Abstract 3266
Background
Internal tandem duplications of BCOR (ITD) have been previously observed in pediatric cancers including clear cell sarcoma of the kidney, and rare adult tumors, most recently, in four cases of endometrial stromal sarcoma (ESS) identified by Sanger sequencing (Chiang, 2017; Mariño-Enriquez, 2018). We reviewed the genomic profiles of a large series of advanced cancer patients to identify all cases and diseases harboring BCOR-ITD.
Methods
Tissues from on 140,411 unique advanced cancers were sequenced by hybrid-capture-NGS based comprehensive genomic profiling of 186 to 315 genes plus introns from 14 to 28 genes commonly rearranged in cancer, as well as RNA for 265 genes for a portion of these cases.
Results
BCOR-ITDs were present in 0.024% of all cases (33/140,411), most frequently in sarcomas 63.6% (21/33) either of uterine origin 52.4% (11/21) or in children (non-uterine) 42.8% (9/21). Of the uterine cases, mean age was 42.2 years (range 14-59 years) and referring diagnoses: ESS (6/11), uterine sarcoma (NOS) (2/11), uterine leiomysarcoma (2/11), and undifferentiated uterine sarcoma (1/11).
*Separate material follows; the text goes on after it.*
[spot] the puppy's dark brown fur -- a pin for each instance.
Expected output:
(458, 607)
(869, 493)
Expert gynecologic pathology central review identified all these cases as having a similar high-grade morphology consistent with ESS, and 90% of cases having a round cell component. The average age of the pediatric sarcoma patients was 3.33 years (range 1-11 years), and most commonly diagnosed as soft tissue sarcoma (NOS) (4/9) and fibrosarcoma (2/9). Cases carrying a BCOR-ITD had a mean Tumor Mutation Burden of 4.12 mut/MB (range 0.8-25.45). The identified BCOR-ITDs occurred most frequently in exon 15, 69.7% (23/33). These exon 15 events had a mean insertion length of 31.7 codons (range 30-38 codons). Of the uterine sarcoma cases harboring exon 15 BCOR-ITDs none simultaneously carried gene fusions typically associated with ESS.
Conclusions
BCOR-ITDs define a rare subset of pediatric and clinically aggressive endometrial stromal sarcoma cases, as defined by NGS for the first time. Our findings along with previous work delineate the pan-cancer landscape of this alteration and suggest the need for focused investigation to delineate the pro-oncogenic function of BCOR, along with any sensitivity to targeted therapies.
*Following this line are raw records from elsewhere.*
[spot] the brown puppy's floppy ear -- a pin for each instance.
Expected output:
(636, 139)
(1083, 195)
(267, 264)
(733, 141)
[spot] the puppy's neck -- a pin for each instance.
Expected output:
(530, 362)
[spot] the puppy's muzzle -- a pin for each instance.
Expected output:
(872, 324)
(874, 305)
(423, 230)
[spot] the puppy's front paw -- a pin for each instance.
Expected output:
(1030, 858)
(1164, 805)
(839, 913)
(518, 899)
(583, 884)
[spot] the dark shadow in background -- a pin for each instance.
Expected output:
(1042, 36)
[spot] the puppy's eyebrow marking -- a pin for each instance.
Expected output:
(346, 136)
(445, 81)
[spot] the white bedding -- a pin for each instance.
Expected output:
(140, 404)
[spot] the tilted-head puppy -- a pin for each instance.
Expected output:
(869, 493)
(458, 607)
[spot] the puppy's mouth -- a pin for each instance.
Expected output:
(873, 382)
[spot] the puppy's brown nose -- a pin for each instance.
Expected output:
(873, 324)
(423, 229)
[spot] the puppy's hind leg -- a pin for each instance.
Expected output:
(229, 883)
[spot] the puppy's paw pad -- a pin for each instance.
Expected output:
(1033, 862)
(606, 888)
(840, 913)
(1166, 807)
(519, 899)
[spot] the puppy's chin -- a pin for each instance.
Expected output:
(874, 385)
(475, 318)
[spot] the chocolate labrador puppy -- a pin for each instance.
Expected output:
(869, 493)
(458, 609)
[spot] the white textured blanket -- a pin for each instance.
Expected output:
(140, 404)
Clinical trial identification
Legal entity responsible for the study
Foundation Medicine, Inc.
Funding
Foundation Medicine, Inc.
Editorial Acknowledgement
Disclosure
L. Juckett, R. Madison, C. Patriquin, G.M. Frampton, V.A. Miller, J.S. Ross, J. Chung, A.B. Schrock, S.M. Ali, J.A. Elvin: Employee: Foundation Medicine, Inc.; Equity interest: Foundation Medicine, Inc. All other authors have declared no conflicts of interest.